You guys really don't know what you're missing!
 
2013-01-25 06:37:10 AM  
I treat it like a giant sausage
even like the canned stuff with a little fine tuning
 
2013-01-25 08:19:42 AM  

ladyfortuna: Ok I didn't realize the lung part was both an ingredient, and also banned, but I had what I assume to be mostly authentic haggis at a Robert Burns dinner years ago when Lordfortuna's parents took us. It was, admittedly, prepared in a nice hotel, so I assume it was better than a lot of people would end up eating, but it tasted pretty good. Basically like sausage, only with sort of a thick oatmeal texture since it's not squeezed into tiny sausage casings first.

Seriously, it's not bad, at least try it if you have the chance. Just brace yourself for the odd texture.


without the lung it is like sausage, proper haggis with lung is nothing like sausage.

orbister: madgonad: In Scotland now it is kind of a joke - only the tourists eat it.

Nope. Every fish and chip shop sells haggis suppers and every butcher sells their own version. Had it for dinner last night. Very tasty.


Yep have haggis every other week or so and it is a favourite out the chippy too.
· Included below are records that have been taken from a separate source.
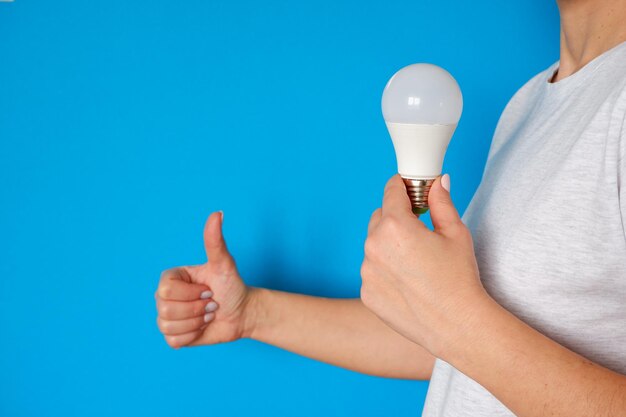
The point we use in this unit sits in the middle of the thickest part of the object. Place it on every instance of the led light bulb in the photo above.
(422, 105)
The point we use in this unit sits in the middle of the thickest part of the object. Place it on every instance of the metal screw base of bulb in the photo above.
(418, 193)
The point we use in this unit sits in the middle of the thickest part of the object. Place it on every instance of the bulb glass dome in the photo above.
(422, 94)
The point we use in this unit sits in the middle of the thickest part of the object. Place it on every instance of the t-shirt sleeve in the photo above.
(621, 168)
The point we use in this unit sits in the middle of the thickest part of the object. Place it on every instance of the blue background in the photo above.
(123, 124)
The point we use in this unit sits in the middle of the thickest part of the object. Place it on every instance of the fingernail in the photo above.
(212, 306)
(445, 182)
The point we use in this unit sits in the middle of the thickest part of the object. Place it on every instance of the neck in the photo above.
(588, 28)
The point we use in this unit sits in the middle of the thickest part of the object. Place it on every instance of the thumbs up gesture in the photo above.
(203, 304)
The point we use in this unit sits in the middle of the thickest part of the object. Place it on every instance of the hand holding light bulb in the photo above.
(422, 105)
(424, 284)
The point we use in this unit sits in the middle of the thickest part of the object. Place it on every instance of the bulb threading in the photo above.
(418, 190)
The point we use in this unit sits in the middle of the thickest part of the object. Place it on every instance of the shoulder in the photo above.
(517, 109)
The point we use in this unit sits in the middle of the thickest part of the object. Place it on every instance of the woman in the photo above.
(518, 308)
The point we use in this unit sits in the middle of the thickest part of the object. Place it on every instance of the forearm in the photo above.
(342, 332)
(530, 373)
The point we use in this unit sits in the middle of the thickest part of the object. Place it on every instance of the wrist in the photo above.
(253, 312)
(465, 329)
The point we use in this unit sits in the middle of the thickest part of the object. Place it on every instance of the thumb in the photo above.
(214, 243)
(443, 214)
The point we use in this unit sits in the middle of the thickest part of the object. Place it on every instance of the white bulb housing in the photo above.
(422, 105)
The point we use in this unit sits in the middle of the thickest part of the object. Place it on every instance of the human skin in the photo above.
(394, 330)
(426, 286)
(341, 332)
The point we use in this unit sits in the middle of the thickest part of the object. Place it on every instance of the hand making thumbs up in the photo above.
(203, 304)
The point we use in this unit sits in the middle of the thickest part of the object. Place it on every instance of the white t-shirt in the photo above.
(548, 222)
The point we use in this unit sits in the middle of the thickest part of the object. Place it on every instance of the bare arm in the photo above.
(208, 304)
(550, 380)
(341, 332)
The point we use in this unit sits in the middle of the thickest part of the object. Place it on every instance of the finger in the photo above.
(374, 220)
(181, 340)
(180, 310)
(396, 200)
(214, 243)
(443, 214)
(175, 327)
(175, 289)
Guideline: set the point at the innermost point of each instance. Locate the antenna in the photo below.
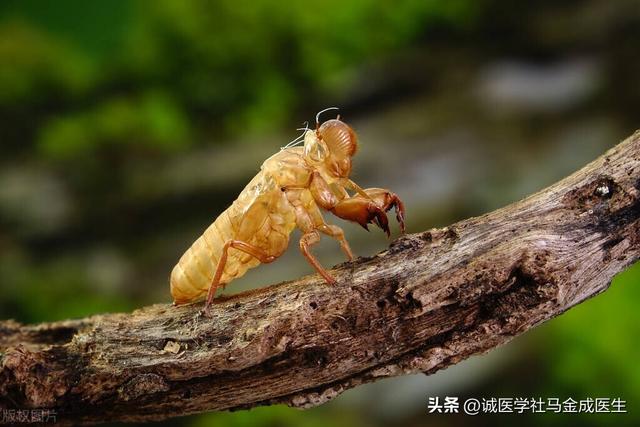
(299, 138)
(322, 111)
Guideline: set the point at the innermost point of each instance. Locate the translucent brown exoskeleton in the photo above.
(291, 190)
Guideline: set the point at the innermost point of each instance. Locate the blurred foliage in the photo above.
(169, 74)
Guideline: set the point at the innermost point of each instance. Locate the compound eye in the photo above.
(339, 137)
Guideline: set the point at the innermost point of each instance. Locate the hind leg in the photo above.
(252, 250)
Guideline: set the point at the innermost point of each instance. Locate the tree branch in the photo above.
(429, 301)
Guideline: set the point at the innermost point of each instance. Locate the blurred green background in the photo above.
(127, 126)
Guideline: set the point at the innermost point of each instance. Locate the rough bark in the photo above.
(429, 301)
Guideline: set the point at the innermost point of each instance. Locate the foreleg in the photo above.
(371, 209)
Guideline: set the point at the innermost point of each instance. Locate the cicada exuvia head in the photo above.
(332, 145)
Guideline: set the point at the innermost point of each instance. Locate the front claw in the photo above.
(388, 200)
(378, 217)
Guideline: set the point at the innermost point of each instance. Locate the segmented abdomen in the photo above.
(192, 276)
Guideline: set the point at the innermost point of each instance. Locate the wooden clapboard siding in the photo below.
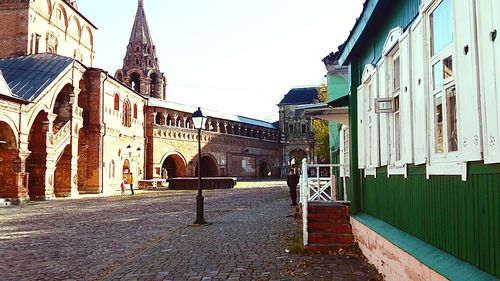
(460, 218)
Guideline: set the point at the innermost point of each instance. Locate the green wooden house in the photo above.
(424, 111)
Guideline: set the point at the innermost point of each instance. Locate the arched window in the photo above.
(117, 102)
(127, 120)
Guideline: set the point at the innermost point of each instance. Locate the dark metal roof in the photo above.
(29, 76)
(300, 96)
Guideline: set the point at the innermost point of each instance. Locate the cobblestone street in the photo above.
(148, 237)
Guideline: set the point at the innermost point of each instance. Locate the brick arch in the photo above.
(174, 164)
(87, 36)
(62, 174)
(69, 28)
(263, 169)
(9, 153)
(64, 13)
(209, 166)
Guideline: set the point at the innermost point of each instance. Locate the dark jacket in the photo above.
(292, 180)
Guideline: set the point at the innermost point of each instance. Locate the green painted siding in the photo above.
(461, 218)
(398, 13)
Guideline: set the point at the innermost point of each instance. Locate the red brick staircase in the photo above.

It take a few minutes in the microwave serve with bread and butter and loads of brown sauce.
 
2013-01-25 11:25:05 AM  

cretinbob: The ban is for importing it, dumbmitter
Apparently it does come in a can
I saw it on Chopped.
Anyone know where I can get some?


There's a shop in Wilton CT which sells canned and frozen haggis. The canned stuff is probably authentic - the frozen stuff is made in the US.
 
2013-01-25 11:28:21 AM  

madgonad: There are poor-people's food in every culture.

In Scotland they kept various non-meat/liver internal organs, jammed them into a stomach with some grains, and boiled it until it was pasty enough to no longer be recognized for what it was. It was the cheapest protein and fat available. Scotland was damn poor and this was a common staple at the time. Sheep have a lot less meat than cattle, so you use what is available.

I've had haggis in Scotland and in the States. Even heavily spiced you can tell how dodgy it was. In Scotland now it is kind of a joke - only the tourists eat it.


Rubbish. When I was at Glasgow University, haggis was regularly on the menu at the Student Refectory. It was a cheap, nourishing meal.
 
2013-01-25 11:33:33 AM  

b0rg9: Tillmaster: And the American brag about their freedom.
Pshaw!

I've tried American haggis. It isn't a patch on the real thing.


Hey man, not to threadjack (I know, I know), but those pics in your bio of you and what you were working on at the time are great.

I would love to try authentic haggis. I live just south of Dunedin, FL and I wonder if I threw a local a few bucks if I could acquire a taste.

/favorited


Thanks. You might like to consider buying it online. I buy mine in CT, which is probably a bit far to travel.